I think that's going to be a more and more important issue in the U.S. And I think all reporters covering this issue should be looking for examples and analogies and models that they could simply report on. What did the UK do to try to get millions of people back to the market? Because the UK did do that, and they did it pretty effectively. And there are specific tactics to talk about. And then they could talk to US policymakers and say why aren't we trying it? What are we thinking of doing? So I think that's a fertile area for reporting now.

On tying individual stories into the bigger picture:

What I think daily journalists could do more of is [write stories that go] beyond those individual anecdotes.   I think there are a lot of opportunities to try to, in different ways, get perspective on how big this problem is in aggregate and what it really means -- not just for the individual person in the breadline, but for our culture, for our politics and for our economy not just now, but for years hereafter.

There's really a wealth of resource available in history [Peck has particularly studied chronicles of the Gilded Age, the Great Depression, and the 1970s.] Just reading histories of those periods really gives you a sense of what life is like in a high unemployment environment, after a couple years, after five years, and then after 10 years. It improves on imagination. It shows you the breadth of changes that occur to families, to cities, to communities, to politics.  It will give [reporters] ideas on what to report.

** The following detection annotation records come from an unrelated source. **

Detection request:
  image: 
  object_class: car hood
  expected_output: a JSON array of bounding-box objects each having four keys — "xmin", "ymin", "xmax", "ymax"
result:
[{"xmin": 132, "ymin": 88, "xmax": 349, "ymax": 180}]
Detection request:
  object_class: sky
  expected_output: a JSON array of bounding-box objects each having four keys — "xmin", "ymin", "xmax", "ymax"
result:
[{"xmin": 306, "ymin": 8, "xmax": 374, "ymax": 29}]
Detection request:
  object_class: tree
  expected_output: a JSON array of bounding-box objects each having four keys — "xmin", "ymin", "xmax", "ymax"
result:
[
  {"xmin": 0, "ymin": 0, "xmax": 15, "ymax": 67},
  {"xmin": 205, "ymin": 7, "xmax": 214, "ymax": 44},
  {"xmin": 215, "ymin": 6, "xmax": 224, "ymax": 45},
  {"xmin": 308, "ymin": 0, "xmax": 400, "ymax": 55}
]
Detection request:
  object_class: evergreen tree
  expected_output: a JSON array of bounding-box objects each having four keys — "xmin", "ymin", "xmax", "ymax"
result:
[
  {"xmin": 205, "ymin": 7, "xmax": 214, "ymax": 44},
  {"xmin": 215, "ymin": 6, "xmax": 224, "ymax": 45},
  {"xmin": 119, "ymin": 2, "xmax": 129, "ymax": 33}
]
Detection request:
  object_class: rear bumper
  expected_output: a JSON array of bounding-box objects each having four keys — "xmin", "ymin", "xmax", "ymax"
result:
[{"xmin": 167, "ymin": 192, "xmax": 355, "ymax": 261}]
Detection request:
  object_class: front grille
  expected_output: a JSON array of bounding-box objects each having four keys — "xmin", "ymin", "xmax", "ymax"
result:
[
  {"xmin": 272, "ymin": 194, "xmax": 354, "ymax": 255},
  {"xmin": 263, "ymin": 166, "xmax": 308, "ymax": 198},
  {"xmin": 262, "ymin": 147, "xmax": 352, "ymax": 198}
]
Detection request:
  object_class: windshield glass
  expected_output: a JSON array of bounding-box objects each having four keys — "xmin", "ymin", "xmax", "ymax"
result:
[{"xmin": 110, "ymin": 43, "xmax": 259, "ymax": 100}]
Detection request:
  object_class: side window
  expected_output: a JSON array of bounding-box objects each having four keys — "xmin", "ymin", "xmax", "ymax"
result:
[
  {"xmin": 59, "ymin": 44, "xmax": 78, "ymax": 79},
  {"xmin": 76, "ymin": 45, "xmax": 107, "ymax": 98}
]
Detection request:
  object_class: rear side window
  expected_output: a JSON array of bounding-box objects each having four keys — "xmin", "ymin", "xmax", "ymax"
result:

I went into my reporting thinking for instance that young people would probably be spared the recession's worst scars because they're young, because they're entering the market anyway, they don't have a lot of responsibilities. As I started reading history, talking to sociologists and reading sociologies of different periods, I discovered it was just the opposite. At least in the past it was just the opposite. And that in turn gave me ideas for new ways of reporting on what's happening to young people today.

Likewise there is so much in academia, in the fields of sociology and in economics and psychology. A lot of studies have been done on the short-term and long-term impacts of unemployment, of wage stagnation, of community decline. There's really a wealth of material to be mined here.

On a handy shortcut to telling more evocative stories:

This is kind of a shortcut --   but it's useful -- to look at people over time.  I looked for ways to try to follow people over time, so I could report on how things were changing for them, and compare their experiences a year or two ago to their experiences now.

One way I did that was simply look at what other reporters had done and find stories written in 2009 about people who were unemployed, and I followed up with those people a year later, two years later. I did it with permission, of course.

You can always ask someone their history, and that's helpful, but also being able to see what they actually said at the time and to have the facts as they understood them then and then to update it is, I think useful and sometimes telling.

Resources:

Peck recommends the following as resources for journalists interested in finding information or data that can underlie anecdotal pieces:

* Lisa Kahn, an economist at Yale, has done groundbreaking work on the long-term effect of graduating into a recession on lifetime earnings, by following a  a cohort of college-educated men who came out of college in the 1981 recession, and comparing them to a similar cohort that came out as the economy was recovering and then booming.

* Till Von Wachter, a Columbia University economist who researches unemployment.

* Harvard sociologist William Julius Wilson, whose particular focus is on the African-American community.

* Glenn Elder, a sociologist at the University of North Carolina who tracked how whole generations were changed by their experience in the Depression.

* Maria Kefalas at St. Joseph's University in Philadelphia, who is running a survey right now of 20-something and teenagers and the recession.

* Polls from the Pew Research Center and Rutgers.